I can still remember vividly standing at the bottom of the steps of the building in St. Paul after our second Saturday class, and somehow something drew us together and we began a conversation, a connection ... and 2 hours later we were still standing at the bottom of the steps, talking. It's been hard for me to open my heart to true, authentic, deep friendship connections. I guess you can say it's old hurts, old fears ... a way to protect that little girl in me who has always felt like when she finally loves with all her heart, that she will lose what she loves, through death or abandonment. I know now that the loss of my father at the age of 4 is so deep-rooted. So Elaine challenged me to love again, to build a deep, authentic friendship. And so we had incredible times of sharing and connection but the truth is, I was scared and without realizing it I withdrew into the safety of my shell and threw myself into work and volunteerism. Yet somehow Elaine, always knew ... she could see right through me and she loved me regardless. Unconditional love. She was giving me the most precious gift and I wasn't even aware of it. Elaine died on Friday, April 17, 2009, 17 months after her initial diagnosis of cancer. She had a headache .. a headache that wouldn't go away and kept getting worse.... cancer had spread to the lining of her brain. I was in San Diego for business and wanted so desperately to make it back in time to say goodbye. As I was waiting to get on my plane early that Friday morning I learned my dear friend Elaine had passed away. She continues to appear in my dreams and to be in my heart. Even up in heaven she's reassuring me that I'm okay and that she knows I love her. And she's telling me I need to open up my heart and that there's no reason to be afraid.

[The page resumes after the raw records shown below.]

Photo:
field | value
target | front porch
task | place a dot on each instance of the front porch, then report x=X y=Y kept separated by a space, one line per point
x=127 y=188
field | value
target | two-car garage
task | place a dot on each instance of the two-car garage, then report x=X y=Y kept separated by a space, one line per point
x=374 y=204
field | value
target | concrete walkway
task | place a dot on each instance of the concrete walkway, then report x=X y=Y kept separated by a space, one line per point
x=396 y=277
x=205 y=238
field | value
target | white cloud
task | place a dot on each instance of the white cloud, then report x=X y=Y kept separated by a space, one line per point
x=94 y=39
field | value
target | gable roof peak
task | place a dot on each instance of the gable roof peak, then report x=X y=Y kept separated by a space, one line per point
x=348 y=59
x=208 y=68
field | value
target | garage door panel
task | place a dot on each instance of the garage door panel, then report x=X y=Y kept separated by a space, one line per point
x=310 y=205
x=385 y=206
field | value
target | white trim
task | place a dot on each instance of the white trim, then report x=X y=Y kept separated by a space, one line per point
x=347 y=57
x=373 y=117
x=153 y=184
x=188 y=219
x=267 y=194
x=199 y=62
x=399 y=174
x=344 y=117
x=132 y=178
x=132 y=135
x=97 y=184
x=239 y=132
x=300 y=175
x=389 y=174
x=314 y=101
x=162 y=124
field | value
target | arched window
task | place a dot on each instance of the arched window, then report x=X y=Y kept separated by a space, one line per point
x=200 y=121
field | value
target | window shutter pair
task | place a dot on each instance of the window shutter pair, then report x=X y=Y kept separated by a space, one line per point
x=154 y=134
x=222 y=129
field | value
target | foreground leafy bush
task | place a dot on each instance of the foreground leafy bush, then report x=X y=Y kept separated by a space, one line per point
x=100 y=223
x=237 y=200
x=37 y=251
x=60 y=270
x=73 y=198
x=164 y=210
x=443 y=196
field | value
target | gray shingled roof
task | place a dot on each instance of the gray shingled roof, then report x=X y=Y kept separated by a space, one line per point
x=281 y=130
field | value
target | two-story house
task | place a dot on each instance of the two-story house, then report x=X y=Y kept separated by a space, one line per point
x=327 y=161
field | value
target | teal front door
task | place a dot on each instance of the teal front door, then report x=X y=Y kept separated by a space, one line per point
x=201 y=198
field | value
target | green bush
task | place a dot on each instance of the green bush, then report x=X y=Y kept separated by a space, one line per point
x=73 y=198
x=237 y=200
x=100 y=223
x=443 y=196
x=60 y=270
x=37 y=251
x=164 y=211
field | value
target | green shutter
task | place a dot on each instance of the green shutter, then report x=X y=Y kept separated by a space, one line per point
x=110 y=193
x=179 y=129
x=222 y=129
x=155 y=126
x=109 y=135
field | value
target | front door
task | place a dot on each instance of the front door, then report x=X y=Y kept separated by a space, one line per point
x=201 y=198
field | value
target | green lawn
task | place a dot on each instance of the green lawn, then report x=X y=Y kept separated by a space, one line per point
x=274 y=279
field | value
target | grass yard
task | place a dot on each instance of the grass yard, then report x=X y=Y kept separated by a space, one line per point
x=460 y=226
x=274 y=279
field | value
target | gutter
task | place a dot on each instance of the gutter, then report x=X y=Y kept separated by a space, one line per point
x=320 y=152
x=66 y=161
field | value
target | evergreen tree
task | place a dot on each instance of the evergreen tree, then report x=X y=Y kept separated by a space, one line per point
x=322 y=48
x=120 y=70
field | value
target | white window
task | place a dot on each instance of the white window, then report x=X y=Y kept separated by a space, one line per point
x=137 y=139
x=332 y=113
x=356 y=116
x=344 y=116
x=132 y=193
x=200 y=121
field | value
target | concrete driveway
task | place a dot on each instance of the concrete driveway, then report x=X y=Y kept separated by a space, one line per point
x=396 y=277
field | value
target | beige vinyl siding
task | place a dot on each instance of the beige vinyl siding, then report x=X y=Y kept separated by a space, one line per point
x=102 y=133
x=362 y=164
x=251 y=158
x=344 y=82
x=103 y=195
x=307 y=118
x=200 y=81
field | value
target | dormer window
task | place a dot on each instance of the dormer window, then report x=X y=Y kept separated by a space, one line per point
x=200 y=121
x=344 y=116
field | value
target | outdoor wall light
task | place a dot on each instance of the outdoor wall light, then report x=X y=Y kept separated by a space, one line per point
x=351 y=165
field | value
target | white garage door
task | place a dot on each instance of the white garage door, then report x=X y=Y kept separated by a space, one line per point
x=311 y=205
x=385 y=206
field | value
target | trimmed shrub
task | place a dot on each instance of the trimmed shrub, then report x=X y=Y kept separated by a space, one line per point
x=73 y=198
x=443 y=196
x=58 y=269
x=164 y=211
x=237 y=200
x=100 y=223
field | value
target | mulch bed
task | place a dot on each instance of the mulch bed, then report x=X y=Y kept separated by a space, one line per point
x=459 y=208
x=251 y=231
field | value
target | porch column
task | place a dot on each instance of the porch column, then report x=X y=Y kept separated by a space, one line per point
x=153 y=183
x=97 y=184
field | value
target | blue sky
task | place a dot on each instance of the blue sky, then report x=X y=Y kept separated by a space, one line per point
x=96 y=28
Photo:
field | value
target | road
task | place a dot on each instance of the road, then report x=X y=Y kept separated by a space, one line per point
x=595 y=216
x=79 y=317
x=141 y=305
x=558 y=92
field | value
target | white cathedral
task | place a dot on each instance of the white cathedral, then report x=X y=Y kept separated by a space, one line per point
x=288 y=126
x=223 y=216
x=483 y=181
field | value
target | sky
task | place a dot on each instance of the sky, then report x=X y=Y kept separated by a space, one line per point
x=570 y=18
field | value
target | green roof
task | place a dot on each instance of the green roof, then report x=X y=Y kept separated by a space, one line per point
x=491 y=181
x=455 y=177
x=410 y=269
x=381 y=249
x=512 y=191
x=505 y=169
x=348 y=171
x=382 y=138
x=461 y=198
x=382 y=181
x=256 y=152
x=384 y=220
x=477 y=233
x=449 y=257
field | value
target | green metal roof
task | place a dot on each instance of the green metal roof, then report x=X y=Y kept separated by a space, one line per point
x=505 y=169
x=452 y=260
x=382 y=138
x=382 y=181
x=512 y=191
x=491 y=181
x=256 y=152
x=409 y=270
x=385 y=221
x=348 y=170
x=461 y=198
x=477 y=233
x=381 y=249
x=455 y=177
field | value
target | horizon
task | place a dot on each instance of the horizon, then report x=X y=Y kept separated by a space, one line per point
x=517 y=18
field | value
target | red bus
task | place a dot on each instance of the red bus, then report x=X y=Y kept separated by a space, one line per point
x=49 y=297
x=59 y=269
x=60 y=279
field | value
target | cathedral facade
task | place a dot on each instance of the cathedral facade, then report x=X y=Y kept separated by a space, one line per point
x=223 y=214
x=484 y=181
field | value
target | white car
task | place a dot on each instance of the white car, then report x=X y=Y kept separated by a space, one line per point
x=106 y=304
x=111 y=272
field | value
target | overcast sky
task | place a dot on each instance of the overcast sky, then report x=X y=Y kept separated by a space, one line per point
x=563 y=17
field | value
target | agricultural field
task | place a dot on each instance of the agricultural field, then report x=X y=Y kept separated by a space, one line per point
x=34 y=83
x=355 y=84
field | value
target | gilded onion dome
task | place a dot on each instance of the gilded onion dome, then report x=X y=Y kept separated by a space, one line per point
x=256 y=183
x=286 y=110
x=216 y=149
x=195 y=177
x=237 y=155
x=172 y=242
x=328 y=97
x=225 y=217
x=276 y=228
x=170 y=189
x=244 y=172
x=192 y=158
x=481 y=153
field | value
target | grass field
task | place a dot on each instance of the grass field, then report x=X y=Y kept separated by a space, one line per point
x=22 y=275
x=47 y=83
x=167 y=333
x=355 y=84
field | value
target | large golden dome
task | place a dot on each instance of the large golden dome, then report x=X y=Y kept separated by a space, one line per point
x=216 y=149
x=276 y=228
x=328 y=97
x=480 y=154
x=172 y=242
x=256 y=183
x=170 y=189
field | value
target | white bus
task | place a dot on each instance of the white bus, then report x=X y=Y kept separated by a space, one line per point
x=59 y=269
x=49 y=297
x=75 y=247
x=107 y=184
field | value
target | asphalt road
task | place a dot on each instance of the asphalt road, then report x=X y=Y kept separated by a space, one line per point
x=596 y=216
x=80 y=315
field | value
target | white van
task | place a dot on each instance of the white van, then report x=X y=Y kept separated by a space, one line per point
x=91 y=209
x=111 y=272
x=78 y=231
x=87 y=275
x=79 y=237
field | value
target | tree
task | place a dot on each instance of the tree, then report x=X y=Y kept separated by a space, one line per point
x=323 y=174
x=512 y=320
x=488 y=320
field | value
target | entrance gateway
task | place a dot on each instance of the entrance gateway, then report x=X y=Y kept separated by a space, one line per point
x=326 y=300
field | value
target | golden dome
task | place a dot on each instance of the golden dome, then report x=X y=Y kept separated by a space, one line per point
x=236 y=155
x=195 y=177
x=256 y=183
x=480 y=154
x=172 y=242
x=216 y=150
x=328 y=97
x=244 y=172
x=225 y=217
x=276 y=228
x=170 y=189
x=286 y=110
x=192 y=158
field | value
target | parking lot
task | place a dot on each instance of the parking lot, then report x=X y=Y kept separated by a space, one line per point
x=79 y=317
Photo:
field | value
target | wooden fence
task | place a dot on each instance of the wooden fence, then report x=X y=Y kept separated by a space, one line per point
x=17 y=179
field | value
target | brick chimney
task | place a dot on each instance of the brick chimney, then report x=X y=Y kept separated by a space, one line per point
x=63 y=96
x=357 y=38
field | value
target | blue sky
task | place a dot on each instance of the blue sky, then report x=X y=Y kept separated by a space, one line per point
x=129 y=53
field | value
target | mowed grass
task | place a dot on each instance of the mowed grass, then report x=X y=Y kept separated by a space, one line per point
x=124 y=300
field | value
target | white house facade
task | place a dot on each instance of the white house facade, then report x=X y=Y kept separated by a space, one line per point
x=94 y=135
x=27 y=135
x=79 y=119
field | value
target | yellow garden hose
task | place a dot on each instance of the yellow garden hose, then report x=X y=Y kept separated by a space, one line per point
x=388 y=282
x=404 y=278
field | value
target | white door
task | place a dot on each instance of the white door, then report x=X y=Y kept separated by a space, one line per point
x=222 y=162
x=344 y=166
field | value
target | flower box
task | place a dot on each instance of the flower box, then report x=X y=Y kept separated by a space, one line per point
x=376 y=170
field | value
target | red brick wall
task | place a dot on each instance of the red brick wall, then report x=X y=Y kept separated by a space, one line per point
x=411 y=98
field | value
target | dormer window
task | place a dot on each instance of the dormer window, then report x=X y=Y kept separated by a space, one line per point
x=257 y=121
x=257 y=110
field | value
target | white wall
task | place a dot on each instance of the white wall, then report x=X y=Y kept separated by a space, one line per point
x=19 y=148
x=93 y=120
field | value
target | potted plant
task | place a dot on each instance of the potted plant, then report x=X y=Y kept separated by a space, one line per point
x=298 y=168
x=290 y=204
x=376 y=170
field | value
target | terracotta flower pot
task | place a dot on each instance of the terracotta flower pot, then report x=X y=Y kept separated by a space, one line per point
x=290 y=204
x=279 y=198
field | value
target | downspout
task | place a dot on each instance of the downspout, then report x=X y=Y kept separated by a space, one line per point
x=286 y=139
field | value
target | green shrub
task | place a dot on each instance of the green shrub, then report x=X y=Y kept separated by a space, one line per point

And so I have ... and I believe God led me to the wild dolphins in Bimini. While there I could feel Elaine's presence. She appeared to me, along with my father, during one of our quantum light breath meditations which put me in a trance like state that I had never experienced in my life before. Her loving presence is always with me. And I believe the dolphins led me to my friend Michele, who in so many ways reminds me of Elaine - pure light and love. I've been given another chance to learn to love deeply in friendship and so we have begun a beautiful, soul-like friendship like the one I had with Elaine. This time, I feel Elaine by my side. She's holding my hand as she teaches me that loving deeply is the only way to live! I love you Elaine and I still miss you. And Michele, I love you too and I am grateful beyond words for the gift of your friendship ... thank you for seeing me and thank you especially for seeing the little girl in me and enticing her and creating a safe environment for her to come out and play!
With Elaine by my side, I commit to walking and venturing into territory that once terrified me ... true friendship! Thank you Elaine!